I got a call from a gentleman in Aspinwall (small suburb of Pittsburgh). He had a stamp collection in four bins and wanted to sell it.

He did some work for a family though his business. In lieu of payment for his work, the family asked him if he would accept this stamp collection from their deceased relative. He agreed. He held on to the collection for a few years (he is not a stamp collector). He finally decided to sell it. He told me that he had done work for this family several times, so this wasn’t just a one-time transaction. He and the family were friends. I think that is the only reason he accepted the stamps for payment for his work.

I open the first container and there is a box on top with the name Joachim Brasch on it. “Joe” Brasch was a well-known stamp dealer in the Pittsburgh area. He mainly sold worldwide material. Joe set up shop at many of the local stamp shows in the tristate area.

This wasn’t a collection after all. This was Joe’s leftover dealer stock. This is what he travelled to shows with.

I reviewed the material and the gentleman accepted my offer.

Once again, I found myself in a strange situation. This was material that I reviewed at Joe’s table when I was a collector and I attended the local stamp shows. Now I wasn’t the collector who was buying material from Joe. I now own what was left of Joe’s stock.

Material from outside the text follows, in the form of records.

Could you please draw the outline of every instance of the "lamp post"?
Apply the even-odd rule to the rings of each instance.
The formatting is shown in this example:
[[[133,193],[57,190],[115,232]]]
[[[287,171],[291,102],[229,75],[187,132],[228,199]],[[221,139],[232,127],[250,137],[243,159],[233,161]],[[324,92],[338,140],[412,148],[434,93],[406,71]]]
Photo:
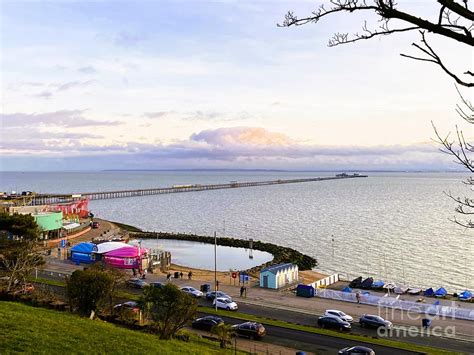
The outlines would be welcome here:
[[[214,302],[217,312],[217,233],[214,231]]]

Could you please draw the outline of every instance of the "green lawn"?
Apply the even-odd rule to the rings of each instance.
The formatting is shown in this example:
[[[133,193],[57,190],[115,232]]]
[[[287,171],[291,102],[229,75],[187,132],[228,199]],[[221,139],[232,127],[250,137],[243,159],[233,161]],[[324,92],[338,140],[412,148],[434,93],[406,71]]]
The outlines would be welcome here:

If you saw Joe’s table at the show, you would think he was the most disorganized dealer you ever met (maybe some of that was true?). I don’t know where Joe got them at, but he always had these very stiff colored file folders (not the paper thin manila folders of today, these were thick card stock). Joe would buy collections and remove the album pages from the binder. He put each country in its own folder and he would write on top of the folder, “Burundi, 69 stamps, $5.” Joe’s table always had a large stack of these folders. Joe may have tried to keep them in alphabetical order. However, after one or two collectors pawed their way through Joe’s stack, it didn’t take long for it to end up in an unsorted jumble of folders. If you were looking for Korea, you sometimes had to go through several other folders to find what you wanted. Maybe that was Joe’s trick – while looking for Korea, maybe you crossed a folder of China and decided to buy that too. Who knows?

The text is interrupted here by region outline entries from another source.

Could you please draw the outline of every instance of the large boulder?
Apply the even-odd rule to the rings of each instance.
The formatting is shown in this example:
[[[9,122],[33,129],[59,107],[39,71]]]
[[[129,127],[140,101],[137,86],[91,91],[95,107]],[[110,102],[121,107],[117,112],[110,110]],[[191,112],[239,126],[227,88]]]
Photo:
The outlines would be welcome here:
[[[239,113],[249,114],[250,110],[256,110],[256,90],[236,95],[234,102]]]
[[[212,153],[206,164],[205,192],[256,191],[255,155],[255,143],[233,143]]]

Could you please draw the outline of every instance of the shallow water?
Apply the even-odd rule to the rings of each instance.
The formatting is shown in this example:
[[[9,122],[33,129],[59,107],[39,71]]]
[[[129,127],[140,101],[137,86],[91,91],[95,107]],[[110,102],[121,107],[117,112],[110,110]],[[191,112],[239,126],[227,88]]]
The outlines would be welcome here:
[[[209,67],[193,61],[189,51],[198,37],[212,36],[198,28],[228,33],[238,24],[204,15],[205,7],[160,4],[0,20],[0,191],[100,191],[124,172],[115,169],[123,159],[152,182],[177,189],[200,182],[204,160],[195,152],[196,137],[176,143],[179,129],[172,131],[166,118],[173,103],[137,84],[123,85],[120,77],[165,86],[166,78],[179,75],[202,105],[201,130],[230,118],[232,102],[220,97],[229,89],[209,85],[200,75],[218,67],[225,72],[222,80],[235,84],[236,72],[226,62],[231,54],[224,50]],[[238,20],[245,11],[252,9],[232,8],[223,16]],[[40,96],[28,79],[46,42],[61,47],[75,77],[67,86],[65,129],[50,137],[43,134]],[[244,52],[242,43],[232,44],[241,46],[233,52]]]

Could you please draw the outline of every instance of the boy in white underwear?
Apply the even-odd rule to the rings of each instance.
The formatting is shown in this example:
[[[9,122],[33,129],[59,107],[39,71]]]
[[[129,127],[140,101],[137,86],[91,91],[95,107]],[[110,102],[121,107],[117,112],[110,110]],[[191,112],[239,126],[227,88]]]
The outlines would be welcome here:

Loose stamps went into plastic bags, cigar boxes, or just about any kind of non-philatelic container you can imagine. Joe kept his costs down by not using fancy sale sheets for most of his material. Better items went into sales books. Most of what Joe had was the more common and moderately valued material. You could always spot one of Joe’s customers at the show. They had a few colored folders tucked under their arm and maybe a few Ziploc storage bags of loose stamps.

Joe passed away in 2009. What confuses me is why the family didn’t reach out to the APS or someone else involved with stamps (Joe knew many people) and ask, “We have Joe’s stamps here. What do we do with them?” I will never know the answer to that question. Joe’s stamps sat idle for seven years before I acquired them.

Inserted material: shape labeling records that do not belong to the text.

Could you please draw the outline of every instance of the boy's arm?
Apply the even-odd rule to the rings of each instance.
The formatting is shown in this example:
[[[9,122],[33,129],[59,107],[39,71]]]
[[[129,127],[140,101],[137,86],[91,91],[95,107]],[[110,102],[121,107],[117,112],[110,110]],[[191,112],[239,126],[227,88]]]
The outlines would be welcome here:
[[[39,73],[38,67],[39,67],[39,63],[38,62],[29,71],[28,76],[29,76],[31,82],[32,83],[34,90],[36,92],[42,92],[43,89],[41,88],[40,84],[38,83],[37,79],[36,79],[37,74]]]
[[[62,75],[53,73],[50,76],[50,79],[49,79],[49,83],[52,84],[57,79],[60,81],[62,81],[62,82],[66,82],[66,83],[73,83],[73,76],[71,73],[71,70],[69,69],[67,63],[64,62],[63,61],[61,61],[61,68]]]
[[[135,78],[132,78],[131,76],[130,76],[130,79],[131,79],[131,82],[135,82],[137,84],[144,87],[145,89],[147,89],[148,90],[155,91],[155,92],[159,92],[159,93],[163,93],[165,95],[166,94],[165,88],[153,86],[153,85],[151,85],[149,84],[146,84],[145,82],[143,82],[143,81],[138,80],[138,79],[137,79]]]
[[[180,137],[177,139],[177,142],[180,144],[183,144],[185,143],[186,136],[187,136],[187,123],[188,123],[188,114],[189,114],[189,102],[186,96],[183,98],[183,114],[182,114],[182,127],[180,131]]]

The gentleman told me that the price I paid for the material was equal to the bill for his work. I have no way of verifying that. How did the family know what the stamps were worth? How did this gentleman know what the stamps were worth? Assuming the price I paid met his cost for the work he did, everyone came out lucky. The family could easily have bartered a stock that was worth many thousands of dollars for much less. This gentleman could have accepted a huge quantity of stamps with very little monetary value.

If you are not from the Pittsburgh area, you probably never heard of Joe. Now you have. Joe was a fine dealer. Many collectors liked Joe and did business with him. Because he was a small part-time dealer (like me), Joe was not famous. His name will be forgotten in many generations to come. I hope writing a little bit about Joe here will somehow immortalize him, if even for a short while.